AI.Care 2023 kicks off with focus on global standards for innovation
The Australasian Institute of Digital Health’s (AIDH’s) AI.Care 2023 conference has kicked off in Melbourne with German physician Dr Eva Weicken delivering the opening plenary on setting global standards for health AI innovation.
Weicken is involved in the new WHO-ITU-WIPO Global Initiative on AI for Health (GI-AI4H) — an international initiative to promote the global adoption of standardised artificial intelligence solutions in health care, facilitate safe and appropriate use of AI, and ensure it fulfils its potential to support diagnosis and treatment.
Global adoption of standardised AI
“The initiative will ensure that AI solutions for health meet certain requirements, which can assist policymakers and regulators,” she said.
“It is our hope that these standards will also contribute to the democratisation of health care; providing new resources to regions that lack access to health care.”
The GI-AI4H, spearheaded by the United Nations organisations, the International Telecommunication Union (ITU), the World Health Organization (WHO) and the World Intellectual Property Organization (WIPO), was announced at the AI for Good Global Summit in July 2023. It builds on the momentum created by the ITU-WHO Focus Group on AI for Health (FG-AI4H).
Experts from academia, research, AI development, ethics, regulation, policymakers and clinicians are involved in the global initiative and include Australian Professor Sandeep Reddy FAIDH, who has written a textbook on AI in health care.
Weicken is co-chair of operations and co-chair of its Clinical Evaluation of AI for Health working group.

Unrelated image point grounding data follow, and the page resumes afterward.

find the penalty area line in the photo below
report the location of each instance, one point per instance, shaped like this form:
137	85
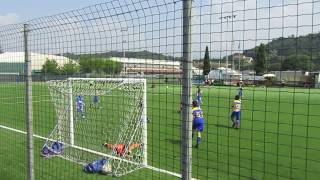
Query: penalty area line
44	138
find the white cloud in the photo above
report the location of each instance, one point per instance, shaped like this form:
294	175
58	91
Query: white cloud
8	19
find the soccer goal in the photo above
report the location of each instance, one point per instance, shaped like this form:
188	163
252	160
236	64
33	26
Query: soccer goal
93	116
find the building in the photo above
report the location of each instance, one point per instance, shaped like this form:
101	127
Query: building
148	66
290	77
226	75
13	62
242	57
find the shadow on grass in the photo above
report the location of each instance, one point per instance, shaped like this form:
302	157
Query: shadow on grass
174	141
223	126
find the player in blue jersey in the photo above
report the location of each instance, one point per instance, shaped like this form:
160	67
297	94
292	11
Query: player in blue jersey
80	106
236	112
198	122
95	99
199	97
240	92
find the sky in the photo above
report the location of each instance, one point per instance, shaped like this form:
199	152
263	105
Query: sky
157	28
16	11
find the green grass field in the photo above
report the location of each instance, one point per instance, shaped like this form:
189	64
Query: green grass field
278	139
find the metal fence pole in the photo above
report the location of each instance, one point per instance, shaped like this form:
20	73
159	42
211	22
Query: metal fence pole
186	145
28	80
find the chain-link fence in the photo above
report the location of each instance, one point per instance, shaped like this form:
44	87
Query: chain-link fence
159	89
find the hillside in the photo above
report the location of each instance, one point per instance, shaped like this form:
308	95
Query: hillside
128	54
292	50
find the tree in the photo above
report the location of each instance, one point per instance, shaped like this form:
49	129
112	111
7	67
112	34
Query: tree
70	68
50	67
298	62
206	62
85	64
112	67
260	62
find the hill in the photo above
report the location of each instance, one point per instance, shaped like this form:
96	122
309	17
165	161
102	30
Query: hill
288	53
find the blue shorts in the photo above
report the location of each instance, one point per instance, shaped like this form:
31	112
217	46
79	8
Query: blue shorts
96	99
198	124
235	115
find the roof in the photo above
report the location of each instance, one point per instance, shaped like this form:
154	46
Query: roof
37	60
146	61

This group developed a Clinical Evaluation of AI for Health framework, which gives guidance for best-practice evaluation of AI technologies in health, including a checklist for clinical evaluation of AI systems.
Clinical evaluation
“Clinical evaluation is fundamental to the safe and effective use of AI health technologies,” Weicken said. “It enables clinicians, patients, regulators and other stakeholders to have the evidence they need to assess the safety, effectiveness and likely value of the technology and its performance in their setting.
“From a clinical perspective, it’s very important these tools are safe, effective, fair and useful. If you want to use AI it must be certain that it will cause no harm. AI is like any other medical intervention, and it is crucial to weigh its benefits versus risks. Clinical evaluation is the way to effectively demonstrate the intended benefits.”
Weicken studied medicine at Ludwig-Maximilians-University in Munich and did her residency in neurology including intensive care and psychiatry rotations. After years of clinical practice and with the growing presence of AI in medicine she wanted to dive deeper into this field.
As Chief Medical Officer in the Department of Artificial Intelligence at Fraunhofer Heinrich Hertz Institute for Telecommunications in Berlin, her research focuses on finding solutions for the safe, fair and effective use and applicability of AI in health, which requires an interdisciplinary approach.
The AI department specialises in explainable AI and applied machine learning, efficient methods for AI, standardisation and quality assessment for AI in health and other domains.
Lack of internationally accepted standards
She said digital health technologies, in particular AI, were progressing rapidly and playing a transformative role in health care, for example through applications in diagnostics, therapy and clinical workflows. AI can assist in addressing the shortage of healthcare professionals, especially in remote regions.
“However, progress in data-driven health solutions is hampered by the lack of internationally accepted standards for quality assessment to ensure their safe, effective and equitable application,” Weicken said.
The Global Initiative on AI for Health is a continuation of the ITU/WHO Focus Group on AI for Health (FG-AI4H, established in 2018, which ended in September 2023). FG-AI4H established working groups on ethics, regulation, clinical evaluation and data specification, which documented best practices and made open-source software available for independent assessment of medical AI solutions in line with the UN’s Sustainable Development Goals.